Despite being one of the most effective tools for ensuring lasting peace, basic education remains severely underfunded, particularly in conflict-affected and fragile contexts. As international aid budgets shrink and priorities shift, education is often relegated to the back burner in favor of short-term emergency measures. Our roundtable discussion on June 26 was a call to refocus priorities and recognize education not as a cost, but as a foundation for resilient, just, and peaceful societies.

A diverse Panel of Perspectives

Moderated by Myriam Gallio, our Deputy Secretary General, the round table brought together:

  • Koumbou Boly Barry, former United Nations Special Rapporteur on the Right to Education and former Minister of Education of Burkina Faso
  • Miren A. Bengoa, Director of the Swiss Solidarity TV Fund
  • Conrad Hughes, Director General of the International School of Geneva and Senior Fellow at UNESCO
  • Ouoba Simané, Education Program Officer at Enfants du Monde in Burkina Faso
  • Moira Faul, Executive Director of NORRAG and Researcher at the Graduate Institute of International and Development Studies in Geneva

Education as a Peacebuilding Tool

Speakers clearly emphasized that education can both reduce tensions and exacerbate divisions. When schools close in crisis areas, it is not only access to education that disappears, but also a space necessary for learning and education.

Simané Ouoba, Regional Program Officer for Emergency Education and Protection

Educated children who dream of becoming doctors or teachers don’t join armed groups for crumbs.

 

His testimony is a powerful reminder that education is a form of protection. It builds resilience, creates opportunities, and improves social cohesion—if it is tailored to the local context, inclusive, and adequately funded.

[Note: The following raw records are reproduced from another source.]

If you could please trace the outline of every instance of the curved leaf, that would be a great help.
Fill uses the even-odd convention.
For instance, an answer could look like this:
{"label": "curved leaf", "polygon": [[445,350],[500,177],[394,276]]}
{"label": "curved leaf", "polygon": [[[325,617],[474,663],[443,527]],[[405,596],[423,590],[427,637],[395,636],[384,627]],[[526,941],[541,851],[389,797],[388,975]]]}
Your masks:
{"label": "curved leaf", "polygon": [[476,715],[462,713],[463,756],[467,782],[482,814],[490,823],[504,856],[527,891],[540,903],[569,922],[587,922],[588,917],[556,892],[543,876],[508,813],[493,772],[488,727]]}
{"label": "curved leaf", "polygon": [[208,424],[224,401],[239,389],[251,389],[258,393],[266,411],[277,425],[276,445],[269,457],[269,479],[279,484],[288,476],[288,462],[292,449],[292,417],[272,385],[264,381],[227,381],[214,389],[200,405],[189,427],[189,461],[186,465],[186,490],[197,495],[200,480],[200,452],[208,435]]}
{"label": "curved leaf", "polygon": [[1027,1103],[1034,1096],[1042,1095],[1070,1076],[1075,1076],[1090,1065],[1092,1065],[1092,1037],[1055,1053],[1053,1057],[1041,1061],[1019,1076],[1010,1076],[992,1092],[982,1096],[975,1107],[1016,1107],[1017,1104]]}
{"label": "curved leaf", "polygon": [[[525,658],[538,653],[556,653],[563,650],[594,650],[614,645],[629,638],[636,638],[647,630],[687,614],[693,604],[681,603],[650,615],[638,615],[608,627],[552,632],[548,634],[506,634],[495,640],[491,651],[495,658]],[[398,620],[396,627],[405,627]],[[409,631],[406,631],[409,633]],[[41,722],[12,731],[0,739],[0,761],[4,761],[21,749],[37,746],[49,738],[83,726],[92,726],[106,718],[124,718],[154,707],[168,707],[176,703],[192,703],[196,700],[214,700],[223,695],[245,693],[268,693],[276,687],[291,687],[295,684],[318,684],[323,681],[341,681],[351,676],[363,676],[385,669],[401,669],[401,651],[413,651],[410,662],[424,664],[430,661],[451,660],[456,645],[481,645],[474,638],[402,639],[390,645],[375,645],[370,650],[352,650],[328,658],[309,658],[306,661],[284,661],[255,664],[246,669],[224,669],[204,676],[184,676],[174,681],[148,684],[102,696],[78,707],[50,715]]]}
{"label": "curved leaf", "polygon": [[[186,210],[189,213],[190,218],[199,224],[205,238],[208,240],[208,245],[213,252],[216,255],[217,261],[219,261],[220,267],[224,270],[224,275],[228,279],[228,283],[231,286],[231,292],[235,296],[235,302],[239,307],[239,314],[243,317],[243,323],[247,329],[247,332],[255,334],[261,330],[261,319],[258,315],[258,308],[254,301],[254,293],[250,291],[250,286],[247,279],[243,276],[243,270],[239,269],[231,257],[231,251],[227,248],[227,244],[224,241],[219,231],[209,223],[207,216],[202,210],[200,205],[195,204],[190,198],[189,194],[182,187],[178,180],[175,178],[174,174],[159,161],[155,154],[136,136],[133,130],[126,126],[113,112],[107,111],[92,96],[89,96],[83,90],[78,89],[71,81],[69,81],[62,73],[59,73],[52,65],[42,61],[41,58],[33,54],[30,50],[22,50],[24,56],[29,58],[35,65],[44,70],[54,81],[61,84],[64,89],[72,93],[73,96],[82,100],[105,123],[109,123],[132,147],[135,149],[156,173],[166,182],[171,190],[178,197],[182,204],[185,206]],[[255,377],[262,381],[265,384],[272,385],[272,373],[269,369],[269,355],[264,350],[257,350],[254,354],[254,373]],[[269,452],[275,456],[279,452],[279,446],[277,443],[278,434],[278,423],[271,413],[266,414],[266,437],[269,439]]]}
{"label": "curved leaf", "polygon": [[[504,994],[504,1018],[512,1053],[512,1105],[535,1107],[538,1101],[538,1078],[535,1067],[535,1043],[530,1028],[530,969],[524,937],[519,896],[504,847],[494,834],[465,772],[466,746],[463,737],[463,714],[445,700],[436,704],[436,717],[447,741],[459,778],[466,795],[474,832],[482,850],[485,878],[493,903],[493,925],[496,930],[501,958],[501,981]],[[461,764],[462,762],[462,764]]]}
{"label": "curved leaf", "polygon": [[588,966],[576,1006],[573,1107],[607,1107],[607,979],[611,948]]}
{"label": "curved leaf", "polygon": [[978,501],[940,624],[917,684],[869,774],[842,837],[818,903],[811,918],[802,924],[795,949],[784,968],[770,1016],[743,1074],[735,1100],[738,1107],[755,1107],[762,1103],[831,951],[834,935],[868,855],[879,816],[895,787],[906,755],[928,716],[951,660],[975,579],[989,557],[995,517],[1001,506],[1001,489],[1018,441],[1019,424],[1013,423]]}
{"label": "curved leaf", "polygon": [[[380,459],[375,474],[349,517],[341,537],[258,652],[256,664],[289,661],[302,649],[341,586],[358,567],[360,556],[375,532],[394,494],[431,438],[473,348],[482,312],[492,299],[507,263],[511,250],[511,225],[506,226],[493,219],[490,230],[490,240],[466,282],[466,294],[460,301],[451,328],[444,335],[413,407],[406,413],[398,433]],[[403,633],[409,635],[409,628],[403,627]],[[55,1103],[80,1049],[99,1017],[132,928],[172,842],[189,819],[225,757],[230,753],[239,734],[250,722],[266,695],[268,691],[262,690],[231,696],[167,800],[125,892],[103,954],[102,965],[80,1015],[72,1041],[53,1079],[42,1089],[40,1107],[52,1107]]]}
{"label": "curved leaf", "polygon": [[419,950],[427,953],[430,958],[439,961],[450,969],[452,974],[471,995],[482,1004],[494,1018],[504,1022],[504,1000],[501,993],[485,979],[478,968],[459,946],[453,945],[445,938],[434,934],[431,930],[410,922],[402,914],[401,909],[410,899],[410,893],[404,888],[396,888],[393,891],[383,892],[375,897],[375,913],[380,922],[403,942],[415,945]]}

What the Roundtable Revealed

  • Basic education is not neutral. It can promote peace or reinforce injustices.
  • Inclusive, multilingual, and gender-sensitive teaching methods are concrete tools for developing tolerance and dialogue.
  • Curriculum reform is essential, and must be decolonized, contextualized, and rooted in local knowledge and values.
  • Donor approaches must shift from a short-term humanitarian logic to long-term systemic investment.

What’s Next?

As traditional donors continue to withdraw, we call for a stronger and more strategic commitment from foundations, private actors, and public partners.

The evidence is there. The approaches have been proven.

Now is the time to scale them up.

Because one thing is certain: there can be no lasting peace without inclusive, quality education.